To the LLM one shotting point, it took 30 (40?) years for compilers to be good enough for the mass market. Caveat early adopter and investor.
Plus what pyrale said.
One shot prompting/tooling is the only reasonable way to use an llm in my opinion. You should not be having an LLM operating for hours creating thousands of lines of new code that you can never review or maintain. You can actually be highly productive modifying a single file or two at a time, ideally as focused and little context as possible, without the llm being given full permission to add as much context as possible along the way to maximize revenue for the developers of the harness.
The agentic engineering paradigm is just a narrative trend pushed by AI companies to get people to 10x their token consumption per prompt.

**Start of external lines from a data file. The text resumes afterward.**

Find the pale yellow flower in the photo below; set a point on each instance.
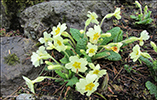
(77, 64)
(57, 31)
(114, 46)
(116, 14)
(58, 43)
(92, 18)
(92, 49)
(97, 71)
(94, 34)
(40, 54)
(89, 84)
(136, 53)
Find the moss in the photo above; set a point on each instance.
(11, 59)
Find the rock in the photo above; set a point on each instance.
(11, 75)
(45, 15)
(4, 23)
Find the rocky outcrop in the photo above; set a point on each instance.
(4, 23)
(11, 74)
(45, 15)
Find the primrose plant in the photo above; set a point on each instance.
(80, 49)
(142, 18)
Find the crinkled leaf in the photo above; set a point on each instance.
(71, 81)
(114, 32)
(81, 44)
(101, 55)
(113, 56)
(76, 34)
(152, 88)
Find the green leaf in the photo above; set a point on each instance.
(101, 55)
(146, 61)
(155, 65)
(29, 83)
(76, 34)
(152, 88)
(88, 58)
(113, 56)
(71, 81)
(147, 15)
(114, 32)
(119, 37)
(145, 21)
(60, 74)
(81, 44)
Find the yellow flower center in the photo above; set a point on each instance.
(89, 86)
(114, 49)
(77, 65)
(91, 50)
(96, 36)
(59, 43)
(57, 30)
(96, 72)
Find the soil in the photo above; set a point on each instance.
(122, 84)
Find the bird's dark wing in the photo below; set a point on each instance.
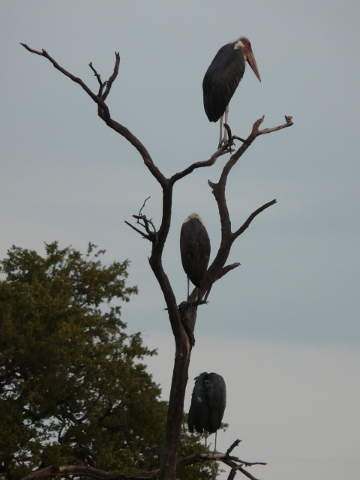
(199, 412)
(195, 250)
(216, 398)
(221, 80)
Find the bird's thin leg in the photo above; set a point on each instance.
(221, 130)
(226, 117)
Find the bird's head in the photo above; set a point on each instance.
(245, 44)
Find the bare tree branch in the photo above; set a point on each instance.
(80, 470)
(182, 320)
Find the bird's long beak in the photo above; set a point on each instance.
(252, 62)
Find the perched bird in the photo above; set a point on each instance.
(195, 248)
(208, 403)
(223, 77)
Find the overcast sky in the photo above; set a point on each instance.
(283, 329)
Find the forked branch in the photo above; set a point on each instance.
(183, 336)
(235, 463)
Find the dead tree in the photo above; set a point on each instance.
(182, 317)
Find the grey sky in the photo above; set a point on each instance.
(283, 329)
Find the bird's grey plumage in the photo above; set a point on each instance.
(221, 80)
(208, 403)
(195, 248)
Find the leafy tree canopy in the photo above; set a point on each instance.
(73, 388)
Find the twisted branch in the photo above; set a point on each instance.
(81, 470)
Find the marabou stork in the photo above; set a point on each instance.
(208, 404)
(223, 77)
(195, 249)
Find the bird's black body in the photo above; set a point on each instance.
(208, 403)
(221, 80)
(195, 248)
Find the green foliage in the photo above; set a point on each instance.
(73, 388)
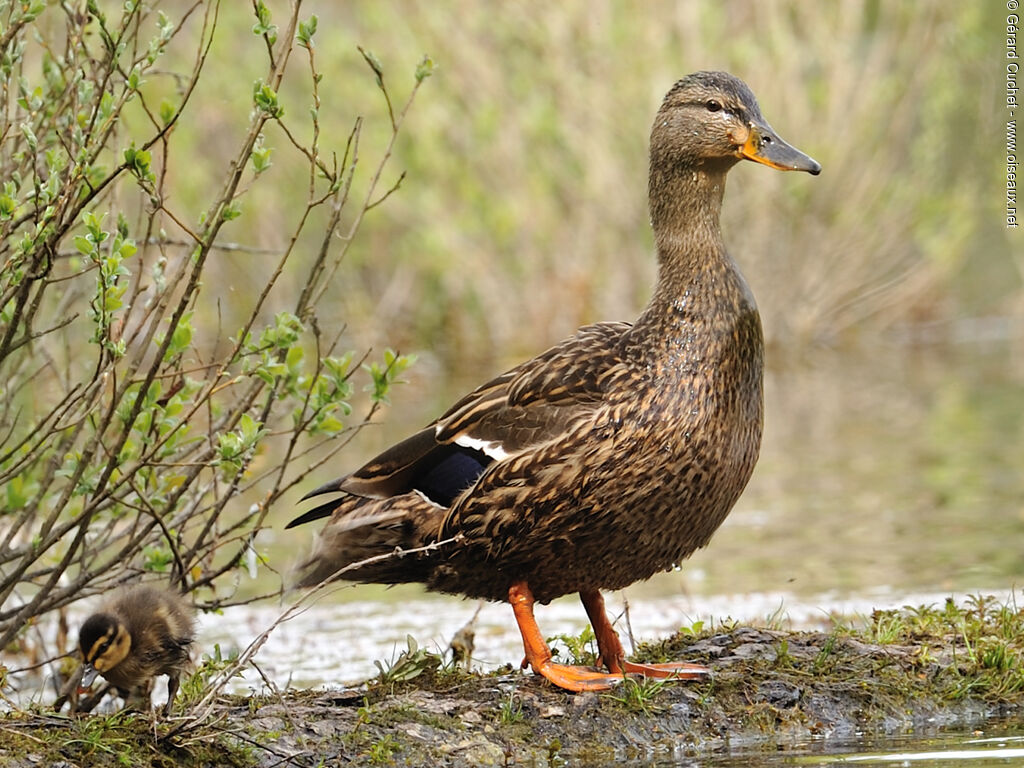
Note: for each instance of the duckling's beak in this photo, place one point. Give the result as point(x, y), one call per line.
point(762, 144)
point(88, 677)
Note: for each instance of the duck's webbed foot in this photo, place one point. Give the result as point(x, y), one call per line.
point(613, 656)
point(539, 654)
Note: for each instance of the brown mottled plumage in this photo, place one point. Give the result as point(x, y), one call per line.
point(611, 456)
point(138, 634)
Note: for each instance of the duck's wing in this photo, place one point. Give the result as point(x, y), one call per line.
point(526, 406)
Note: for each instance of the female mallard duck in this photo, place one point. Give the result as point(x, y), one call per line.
point(609, 457)
point(140, 633)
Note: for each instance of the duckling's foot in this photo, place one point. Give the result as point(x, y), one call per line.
point(539, 654)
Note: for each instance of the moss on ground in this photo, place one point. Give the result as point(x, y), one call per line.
point(948, 665)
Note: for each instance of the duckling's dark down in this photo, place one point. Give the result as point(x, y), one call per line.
point(137, 635)
point(609, 457)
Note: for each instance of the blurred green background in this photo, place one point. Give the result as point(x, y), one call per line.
point(890, 290)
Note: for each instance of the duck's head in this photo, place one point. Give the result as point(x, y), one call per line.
point(712, 119)
point(104, 642)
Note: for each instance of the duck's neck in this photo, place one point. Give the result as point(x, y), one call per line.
point(685, 206)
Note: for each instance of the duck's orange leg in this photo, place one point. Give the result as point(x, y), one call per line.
point(611, 651)
point(539, 654)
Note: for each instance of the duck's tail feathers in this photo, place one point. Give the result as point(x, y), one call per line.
point(372, 543)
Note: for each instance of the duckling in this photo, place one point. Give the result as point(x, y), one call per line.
point(140, 633)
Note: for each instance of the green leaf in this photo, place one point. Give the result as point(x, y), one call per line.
point(83, 244)
point(375, 65)
point(306, 32)
point(425, 69)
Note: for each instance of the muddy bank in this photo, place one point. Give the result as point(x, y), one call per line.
point(769, 688)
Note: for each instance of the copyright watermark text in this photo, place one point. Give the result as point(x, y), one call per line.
point(1013, 105)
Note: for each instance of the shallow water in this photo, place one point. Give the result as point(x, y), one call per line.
point(947, 750)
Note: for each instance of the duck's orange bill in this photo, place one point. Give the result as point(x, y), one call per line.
point(763, 145)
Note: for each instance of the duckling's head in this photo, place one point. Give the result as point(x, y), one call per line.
point(712, 120)
point(104, 642)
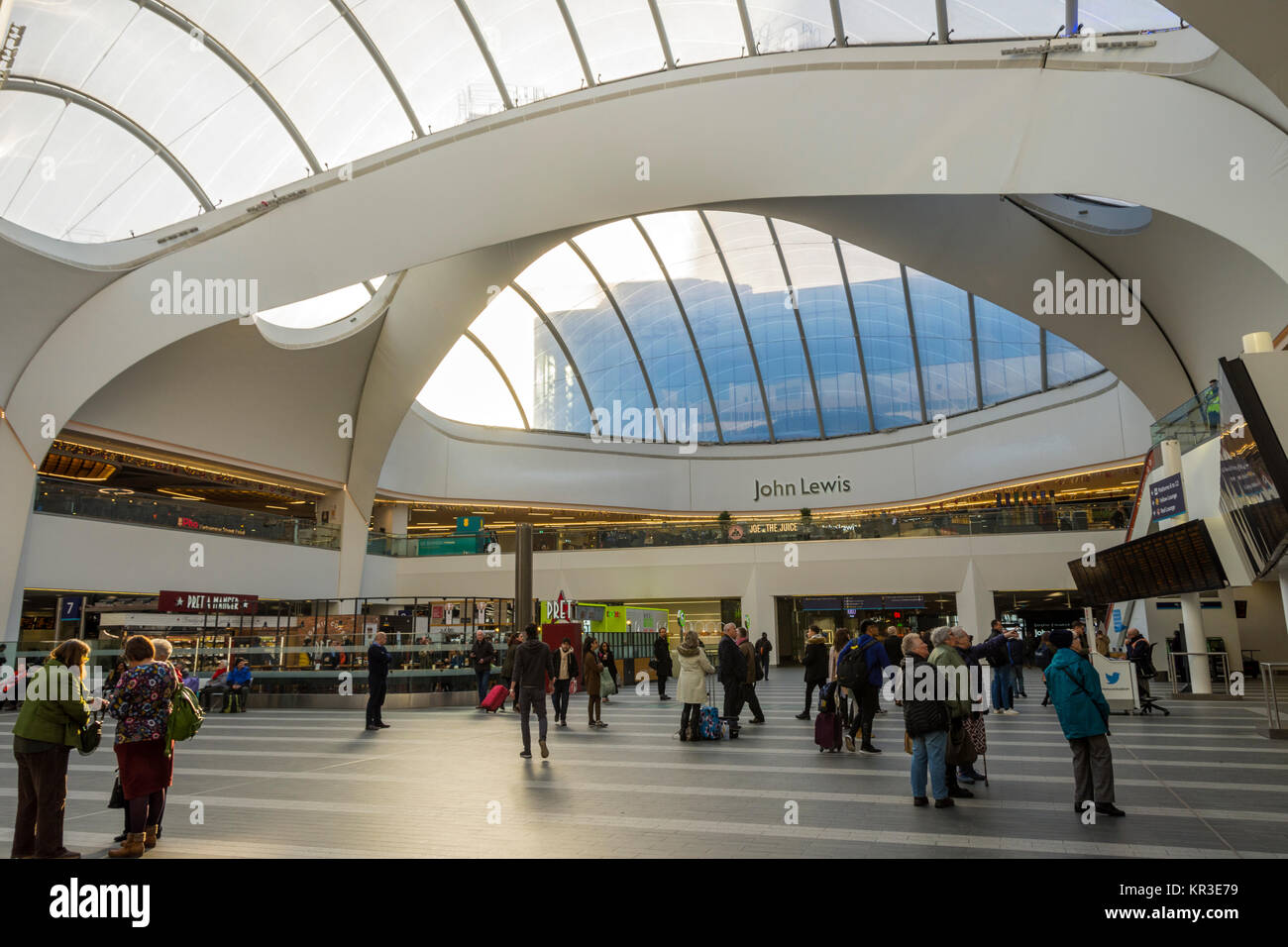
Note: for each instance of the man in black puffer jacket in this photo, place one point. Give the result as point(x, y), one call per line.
point(532, 665)
point(925, 718)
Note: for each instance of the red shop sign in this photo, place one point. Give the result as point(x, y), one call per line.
point(188, 602)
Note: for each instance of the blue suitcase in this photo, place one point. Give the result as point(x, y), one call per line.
point(708, 720)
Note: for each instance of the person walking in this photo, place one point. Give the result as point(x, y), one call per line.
point(1102, 643)
point(565, 673)
point(1138, 654)
point(141, 705)
point(733, 673)
point(926, 720)
point(239, 685)
point(815, 667)
point(482, 657)
point(377, 681)
point(1000, 663)
point(764, 648)
point(590, 671)
point(661, 663)
point(1017, 646)
point(692, 684)
point(507, 672)
point(893, 643)
point(1042, 659)
point(953, 673)
point(841, 696)
point(532, 665)
point(868, 655)
point(44, 733)
point(1083, 711)
point(748, 688)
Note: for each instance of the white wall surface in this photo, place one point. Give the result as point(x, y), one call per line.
point(1094, 421)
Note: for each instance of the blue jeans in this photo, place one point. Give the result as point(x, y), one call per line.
point(928, 751)
point(1003, 686)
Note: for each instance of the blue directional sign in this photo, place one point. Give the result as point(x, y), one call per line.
point(1167, 497)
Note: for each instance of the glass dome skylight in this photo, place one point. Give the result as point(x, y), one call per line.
point(123, 116)
point(767, 329)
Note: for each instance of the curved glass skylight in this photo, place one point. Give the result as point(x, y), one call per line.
point(123, 116)
point(765, 329)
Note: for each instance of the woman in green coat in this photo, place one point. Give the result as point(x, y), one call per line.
point(47, 728)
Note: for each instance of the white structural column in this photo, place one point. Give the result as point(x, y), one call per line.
point(1192, 608)
point(433, 305)
point(759, 613)
point(17, 482)
point(975, 603)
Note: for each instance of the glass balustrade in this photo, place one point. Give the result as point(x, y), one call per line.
point(72, 499)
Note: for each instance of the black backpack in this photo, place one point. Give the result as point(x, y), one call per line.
point(851, 672)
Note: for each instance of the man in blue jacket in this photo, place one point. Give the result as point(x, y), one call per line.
point(867, 692)
point(1083, 711)
point(1003, 673)
point(239, 684)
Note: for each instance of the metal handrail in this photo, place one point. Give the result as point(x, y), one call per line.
point(1267, 674)
point(1171, 668)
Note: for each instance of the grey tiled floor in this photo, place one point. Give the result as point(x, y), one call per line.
point(314, 785)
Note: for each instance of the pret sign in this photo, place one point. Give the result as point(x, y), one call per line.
point(188, 602)
point(559, 609)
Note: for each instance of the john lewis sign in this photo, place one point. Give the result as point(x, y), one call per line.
point(803, 487)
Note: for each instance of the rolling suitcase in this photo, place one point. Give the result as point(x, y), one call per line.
point(494, 698)
point(708, 720)
point(827, 732)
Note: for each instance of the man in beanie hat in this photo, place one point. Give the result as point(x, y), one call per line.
point(1074, 689)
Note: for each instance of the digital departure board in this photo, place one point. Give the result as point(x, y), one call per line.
point(1168, 562)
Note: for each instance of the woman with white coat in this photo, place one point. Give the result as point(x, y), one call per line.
point(695, 668)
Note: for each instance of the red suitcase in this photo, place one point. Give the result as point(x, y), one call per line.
point(827, 732)
point(494, 698)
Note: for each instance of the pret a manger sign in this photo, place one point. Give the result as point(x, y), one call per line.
point(187, 602)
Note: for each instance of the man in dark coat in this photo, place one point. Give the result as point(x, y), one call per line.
point(661, 663)
point(815, 667)
point(377, 681)
point(532, 665)
point(733, 672)
point(764, 647)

It plays into people's laziness and addiction to dopamine too causing addict like behavior in people that fall prey to this trend.
I disagree fundamentally.
If I do that, I'm literally slower then just doing the change without sufficiently specifying it to the model.
I can see how a junior dev or generally someone that's not particularly knowledgeable about the language or framework they're working with may benefit from such usage, but for experienced people there is very little value in that approach.
I say this because I've just had to face this decision this month with Copilot introducing the usage based billing. I attempted to scale back my usage, first with non-opus - output essentially became discardable as it continually hallucinated no existing fields in the responses of Apis etc... Then my scoping the changes smaller and smaller, until I ultimately gave up and reduced usage to just generating tests.
I agree. And at work it has been producing some of the worst GUI test cases I have ever seen.
What is tested often makes no sense at all, completely implausible edge cases are tested on internals, while it doesn't create tests for the overall application using user events.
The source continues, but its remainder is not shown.